Oil futures settled with a loss of nearly 3% on Monday, with weaker-than-anticipated quarterly economic growth and monthly industrial production numbers from China adding to festering worries about global demand for the commodity.
Bearish news flow for oil is “due almost entirely to lower demand expectations,” said Michael Peterson, managing director of energy research at MLV & Co.
Oil’s decline on Monday was also part of a broad commodity selloff, with gold dropping more than $140 an ounce.
China said gross domestic product rose 7.7% in the January-March quarter, slower than growth of 7.9% in the fourth quarter, and below expectations for an 8% gain in separate surveys from Dow Jones Newswires and Reuters.
The report of slower activity for the major energy consumer came after the International Energy Agencyand the Organization of the Petroleum Exporting Countries reduced each of their own global oil-demand estimates for the year slightly. Oil futures fell by 1.5% last week.
Among the data from China on Monday, March industrial production increased 8.9% from the year-earlier period, missing the Dow Jones Newswires forecast for a 10% gain. The growth was the weakest in more than a year, slowing from a 9.9% average rise for the January-February period.
“Indeed, 2013 is starting to look eerily like 2012: Last year, a ramp-up in economic activity through the first few months proved short-lived, precipitating a mid-year slump and an aggressive policy response. Unfortunately, the cost of repeating this strategy looks to be prohibitively high,” economists at IHS told clients Monday.
“Another year of propped-up growth via state spending and a credit deluge would, we fear, push China dangerously close to proving [former premier] Wen Jiabao correct — that the current economic model is ‘unsustainable.’ If something is unsustainable, at some point, it won’t be sustained,” the economists wrote.

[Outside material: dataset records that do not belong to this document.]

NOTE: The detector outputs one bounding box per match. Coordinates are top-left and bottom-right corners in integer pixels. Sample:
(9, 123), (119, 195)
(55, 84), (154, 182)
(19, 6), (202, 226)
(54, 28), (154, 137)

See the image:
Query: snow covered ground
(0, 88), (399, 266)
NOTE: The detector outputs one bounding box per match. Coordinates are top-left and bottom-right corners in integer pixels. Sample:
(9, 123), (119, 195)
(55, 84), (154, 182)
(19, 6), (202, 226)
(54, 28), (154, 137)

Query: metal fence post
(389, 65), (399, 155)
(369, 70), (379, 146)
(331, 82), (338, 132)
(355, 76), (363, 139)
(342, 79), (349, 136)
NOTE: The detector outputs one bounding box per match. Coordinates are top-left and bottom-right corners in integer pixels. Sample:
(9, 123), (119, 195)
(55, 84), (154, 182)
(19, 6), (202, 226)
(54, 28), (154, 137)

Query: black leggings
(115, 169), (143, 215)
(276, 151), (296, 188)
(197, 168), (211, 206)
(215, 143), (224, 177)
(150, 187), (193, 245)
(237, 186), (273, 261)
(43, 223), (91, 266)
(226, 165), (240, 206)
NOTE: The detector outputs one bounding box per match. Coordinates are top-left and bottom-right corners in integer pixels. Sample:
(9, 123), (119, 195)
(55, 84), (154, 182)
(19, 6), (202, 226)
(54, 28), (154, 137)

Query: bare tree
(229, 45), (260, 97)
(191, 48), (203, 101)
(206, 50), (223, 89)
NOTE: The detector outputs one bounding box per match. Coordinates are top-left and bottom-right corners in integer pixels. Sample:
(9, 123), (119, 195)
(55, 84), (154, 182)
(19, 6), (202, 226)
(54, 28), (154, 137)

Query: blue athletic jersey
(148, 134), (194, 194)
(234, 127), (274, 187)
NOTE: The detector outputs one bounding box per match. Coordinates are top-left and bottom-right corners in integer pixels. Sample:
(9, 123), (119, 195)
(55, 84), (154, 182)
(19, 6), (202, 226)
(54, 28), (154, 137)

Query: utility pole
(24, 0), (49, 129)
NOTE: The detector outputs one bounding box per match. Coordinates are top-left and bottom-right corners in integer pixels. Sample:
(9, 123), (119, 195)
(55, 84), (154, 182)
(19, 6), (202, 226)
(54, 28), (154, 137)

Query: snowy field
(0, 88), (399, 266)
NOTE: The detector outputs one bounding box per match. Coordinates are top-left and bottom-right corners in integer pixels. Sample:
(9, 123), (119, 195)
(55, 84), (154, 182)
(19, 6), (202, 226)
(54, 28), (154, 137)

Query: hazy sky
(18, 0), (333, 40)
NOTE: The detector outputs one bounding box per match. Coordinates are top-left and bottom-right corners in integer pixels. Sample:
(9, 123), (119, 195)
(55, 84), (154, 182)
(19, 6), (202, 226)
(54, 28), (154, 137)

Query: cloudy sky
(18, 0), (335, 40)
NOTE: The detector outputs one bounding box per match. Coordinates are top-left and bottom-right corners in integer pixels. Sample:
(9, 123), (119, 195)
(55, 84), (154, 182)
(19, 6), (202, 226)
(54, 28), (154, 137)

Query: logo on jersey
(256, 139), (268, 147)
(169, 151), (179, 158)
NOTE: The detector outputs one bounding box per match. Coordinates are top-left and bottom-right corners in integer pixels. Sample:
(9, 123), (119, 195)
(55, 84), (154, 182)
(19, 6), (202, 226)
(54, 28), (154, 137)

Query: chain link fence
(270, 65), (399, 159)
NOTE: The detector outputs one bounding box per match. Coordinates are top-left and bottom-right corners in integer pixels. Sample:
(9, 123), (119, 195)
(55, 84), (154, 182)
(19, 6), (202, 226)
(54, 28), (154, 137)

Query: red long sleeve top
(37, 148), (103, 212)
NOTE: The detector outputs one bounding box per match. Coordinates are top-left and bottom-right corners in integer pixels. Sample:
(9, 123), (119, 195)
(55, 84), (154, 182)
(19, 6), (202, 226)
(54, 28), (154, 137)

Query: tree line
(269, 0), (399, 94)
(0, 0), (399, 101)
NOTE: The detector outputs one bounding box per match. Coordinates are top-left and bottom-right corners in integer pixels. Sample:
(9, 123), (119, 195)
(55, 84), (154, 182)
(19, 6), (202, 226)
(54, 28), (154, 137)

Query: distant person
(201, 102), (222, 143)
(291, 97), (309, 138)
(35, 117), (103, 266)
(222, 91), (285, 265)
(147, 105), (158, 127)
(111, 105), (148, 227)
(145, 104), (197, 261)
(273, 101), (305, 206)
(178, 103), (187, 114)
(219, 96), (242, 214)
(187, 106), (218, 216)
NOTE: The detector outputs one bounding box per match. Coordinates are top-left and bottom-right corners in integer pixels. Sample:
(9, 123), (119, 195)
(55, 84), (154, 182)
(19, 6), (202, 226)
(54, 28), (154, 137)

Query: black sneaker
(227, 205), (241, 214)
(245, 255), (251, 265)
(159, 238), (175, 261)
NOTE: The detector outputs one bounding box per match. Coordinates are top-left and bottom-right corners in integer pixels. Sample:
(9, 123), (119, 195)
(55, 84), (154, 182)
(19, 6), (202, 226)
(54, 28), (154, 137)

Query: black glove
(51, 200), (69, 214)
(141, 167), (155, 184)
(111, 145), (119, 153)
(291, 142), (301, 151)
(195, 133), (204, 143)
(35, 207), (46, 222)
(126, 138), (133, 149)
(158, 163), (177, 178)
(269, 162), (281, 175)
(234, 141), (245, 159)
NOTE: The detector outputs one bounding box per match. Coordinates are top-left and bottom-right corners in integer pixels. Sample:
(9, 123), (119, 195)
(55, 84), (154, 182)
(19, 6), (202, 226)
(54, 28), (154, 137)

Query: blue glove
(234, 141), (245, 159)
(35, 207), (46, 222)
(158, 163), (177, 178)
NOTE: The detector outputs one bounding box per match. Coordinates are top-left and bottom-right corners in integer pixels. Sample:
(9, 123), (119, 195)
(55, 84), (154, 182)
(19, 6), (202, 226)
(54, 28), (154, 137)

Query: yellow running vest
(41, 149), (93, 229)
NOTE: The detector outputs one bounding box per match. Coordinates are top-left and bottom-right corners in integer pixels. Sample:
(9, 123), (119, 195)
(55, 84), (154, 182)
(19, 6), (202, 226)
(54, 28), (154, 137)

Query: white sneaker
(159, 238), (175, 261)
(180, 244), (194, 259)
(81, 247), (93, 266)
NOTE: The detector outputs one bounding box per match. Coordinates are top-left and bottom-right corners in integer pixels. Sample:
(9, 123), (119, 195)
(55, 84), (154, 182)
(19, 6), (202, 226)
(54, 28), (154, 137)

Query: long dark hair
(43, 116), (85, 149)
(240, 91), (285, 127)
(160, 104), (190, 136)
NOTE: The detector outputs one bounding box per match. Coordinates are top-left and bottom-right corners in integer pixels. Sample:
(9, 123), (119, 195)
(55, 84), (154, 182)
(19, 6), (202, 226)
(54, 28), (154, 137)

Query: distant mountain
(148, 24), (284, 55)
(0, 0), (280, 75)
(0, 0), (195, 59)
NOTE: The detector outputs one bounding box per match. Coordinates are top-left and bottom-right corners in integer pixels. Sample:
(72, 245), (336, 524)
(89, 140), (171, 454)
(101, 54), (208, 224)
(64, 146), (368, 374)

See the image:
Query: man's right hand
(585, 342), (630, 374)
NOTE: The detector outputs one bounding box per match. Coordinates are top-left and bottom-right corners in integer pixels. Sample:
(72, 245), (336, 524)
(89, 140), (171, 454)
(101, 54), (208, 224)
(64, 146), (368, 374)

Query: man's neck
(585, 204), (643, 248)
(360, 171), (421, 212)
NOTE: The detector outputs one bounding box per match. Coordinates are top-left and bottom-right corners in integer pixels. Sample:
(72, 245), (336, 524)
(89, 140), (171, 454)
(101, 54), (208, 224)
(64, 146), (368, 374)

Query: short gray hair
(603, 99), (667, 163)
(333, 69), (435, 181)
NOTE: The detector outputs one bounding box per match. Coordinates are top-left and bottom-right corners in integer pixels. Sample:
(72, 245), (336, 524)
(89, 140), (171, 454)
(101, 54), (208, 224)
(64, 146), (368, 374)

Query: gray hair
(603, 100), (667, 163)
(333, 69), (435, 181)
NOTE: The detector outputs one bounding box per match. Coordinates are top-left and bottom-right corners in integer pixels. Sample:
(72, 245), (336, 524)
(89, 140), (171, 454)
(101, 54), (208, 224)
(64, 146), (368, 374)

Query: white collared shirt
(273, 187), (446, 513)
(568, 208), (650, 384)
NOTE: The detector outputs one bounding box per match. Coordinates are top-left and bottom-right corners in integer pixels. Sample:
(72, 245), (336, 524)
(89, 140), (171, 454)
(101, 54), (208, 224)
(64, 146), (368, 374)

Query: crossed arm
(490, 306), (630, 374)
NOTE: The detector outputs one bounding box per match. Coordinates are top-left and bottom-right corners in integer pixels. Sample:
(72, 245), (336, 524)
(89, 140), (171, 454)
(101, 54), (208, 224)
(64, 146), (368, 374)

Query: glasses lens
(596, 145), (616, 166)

Still, analysts at the Kilduff Report pointed out that the China data was “not horrific, so the reaction seems outsized. The data point on oil was, after all, for demand growth.”
On Friday, oil dropped $2.22, or 2.4%, to $91.29 a barrel, the lowest close for a most-active futures contract since March 6, according to FactSet data. The decline came after soft U.S. retail-sales and consumer-sentiment reports.
London-traded May Brent crude also suffered on Monday, falling $2.72, or 2.6%, to end at $100.39 a barrel on ICE Futures.
Among other energy products, May gasoline futures shed over 4 cents, or 1.6%, to $2.76 a gallon. Gasoline futures last week fell 2.2%.